Key Word Searches

  • quickdraw (3/1/2011)


    @ Antonio,

    Just so I can file this away in my brain for later:

    What is your max sustained throughput (total users and max queries per minute)? How many CPUs?

    Thanks.

    trying to track just full text queries is tough for me since our app performs a lot of caching. i'll see if a dba can expose something via tracing. however, we typically have 150+ users on at any given time and searching is a common task.

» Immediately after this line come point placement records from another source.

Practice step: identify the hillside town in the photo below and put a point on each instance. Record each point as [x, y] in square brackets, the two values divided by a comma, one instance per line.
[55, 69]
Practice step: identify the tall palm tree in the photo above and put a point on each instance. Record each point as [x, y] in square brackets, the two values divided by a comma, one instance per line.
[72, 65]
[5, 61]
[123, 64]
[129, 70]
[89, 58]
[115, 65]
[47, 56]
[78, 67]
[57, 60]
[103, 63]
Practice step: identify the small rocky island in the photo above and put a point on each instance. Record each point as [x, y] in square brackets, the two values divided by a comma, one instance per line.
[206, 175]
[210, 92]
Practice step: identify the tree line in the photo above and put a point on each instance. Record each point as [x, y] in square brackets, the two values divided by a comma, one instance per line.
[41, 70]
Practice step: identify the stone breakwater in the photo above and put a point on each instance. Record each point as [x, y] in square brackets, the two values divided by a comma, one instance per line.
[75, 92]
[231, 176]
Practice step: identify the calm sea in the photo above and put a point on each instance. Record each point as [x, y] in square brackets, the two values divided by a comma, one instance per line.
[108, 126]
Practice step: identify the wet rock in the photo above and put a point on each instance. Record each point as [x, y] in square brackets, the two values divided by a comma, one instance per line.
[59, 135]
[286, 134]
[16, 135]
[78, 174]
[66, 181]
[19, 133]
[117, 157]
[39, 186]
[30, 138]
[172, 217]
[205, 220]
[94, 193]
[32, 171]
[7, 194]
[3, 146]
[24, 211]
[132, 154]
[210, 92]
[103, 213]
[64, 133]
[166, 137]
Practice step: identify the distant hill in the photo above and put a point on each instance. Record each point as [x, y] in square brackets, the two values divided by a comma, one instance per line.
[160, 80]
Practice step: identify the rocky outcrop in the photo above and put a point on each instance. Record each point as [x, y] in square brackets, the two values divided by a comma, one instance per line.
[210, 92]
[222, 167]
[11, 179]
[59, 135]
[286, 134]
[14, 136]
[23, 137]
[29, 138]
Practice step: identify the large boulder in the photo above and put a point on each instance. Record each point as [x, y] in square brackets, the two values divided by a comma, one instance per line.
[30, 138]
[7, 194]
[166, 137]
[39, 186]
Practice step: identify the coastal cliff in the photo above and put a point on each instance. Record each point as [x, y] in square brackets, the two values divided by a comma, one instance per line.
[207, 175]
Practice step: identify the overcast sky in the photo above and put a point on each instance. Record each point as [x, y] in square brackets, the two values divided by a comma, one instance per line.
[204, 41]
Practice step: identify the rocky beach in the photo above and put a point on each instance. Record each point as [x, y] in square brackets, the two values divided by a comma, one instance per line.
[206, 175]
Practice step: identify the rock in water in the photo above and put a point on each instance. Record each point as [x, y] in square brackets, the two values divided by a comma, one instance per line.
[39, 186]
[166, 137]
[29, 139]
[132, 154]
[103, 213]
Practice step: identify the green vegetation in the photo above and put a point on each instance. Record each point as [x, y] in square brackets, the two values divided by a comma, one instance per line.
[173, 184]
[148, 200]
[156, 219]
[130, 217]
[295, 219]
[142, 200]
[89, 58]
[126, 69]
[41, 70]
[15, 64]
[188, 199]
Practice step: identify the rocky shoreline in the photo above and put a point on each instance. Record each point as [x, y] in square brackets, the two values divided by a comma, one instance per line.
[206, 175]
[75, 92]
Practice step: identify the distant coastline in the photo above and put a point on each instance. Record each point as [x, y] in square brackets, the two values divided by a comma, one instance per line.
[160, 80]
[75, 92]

  • Sharepoint Search service uses SQL Server FTS. Based on results listed

    http://technet.microsoft.com/en-us/library/cc262574(office.12).aspx

    you should be able to do 20 requests per second on a 15 million item library with one server.

    20 RPS is quite a bit, even for a public website. If your getting that many, you probably got a datacenter or two and a team of DBAs

  • While the discussion has been about comparing this technique to words and text, it is also a way to handle leading wildcard searches on part numbers. I have done something like this by building an index of all reasonable suffix substrings of a part number, clipping off one leading character at a time until there's nothing "significant" left. Then if a user wants to search for, say, '%74%138%', I clip off the leading wild characters and do a LIKE on the suffix index. (I could further optimize by guessing that '138%' would be a shorter scan than '74%', and applying the original '%74%138%' pattern to the original part number.) I quickly get all the matches like 'MC74AC138N', 'SN74LS138D', etc. I don't imagine that FTS would be applicable to this problem.

    While it sounds like I'd be multiplying the size of my index by the number of characters in a part number, it's really not so bad. Short part numbers have fewer suffix substrings, and you can add some restrictions if you disallow putting a wildcard character in the middle of certain sequences, like a series of digits. For about 125,000 part numbers I have less than 600,000 suffixes to part number mappings.

  • We loaded something like 150 million records from Library of Congress and had a co-located 2 post rack running a quad processor something-or-other with a RAID 5 setup on Oracle 8i. Users ranged into the thousands online at once doing queries. RPS peaked over 50 per second if memory serves (this was 1999).

    We filtered stop words, and plurals, but not misspellings nor synonyms.

    Using materialized views is very smart. Be aware of disk space with lots of records. I'm on a project now that has over a billion records in one table. We have to plan very carefully for index growth and maintenance (rebuilds). Adding a materialized view that copies and concatenates text columns (and then builds FTS indexes on that, which might be in addition to FTS indexes on individual columns) could take up considerable space.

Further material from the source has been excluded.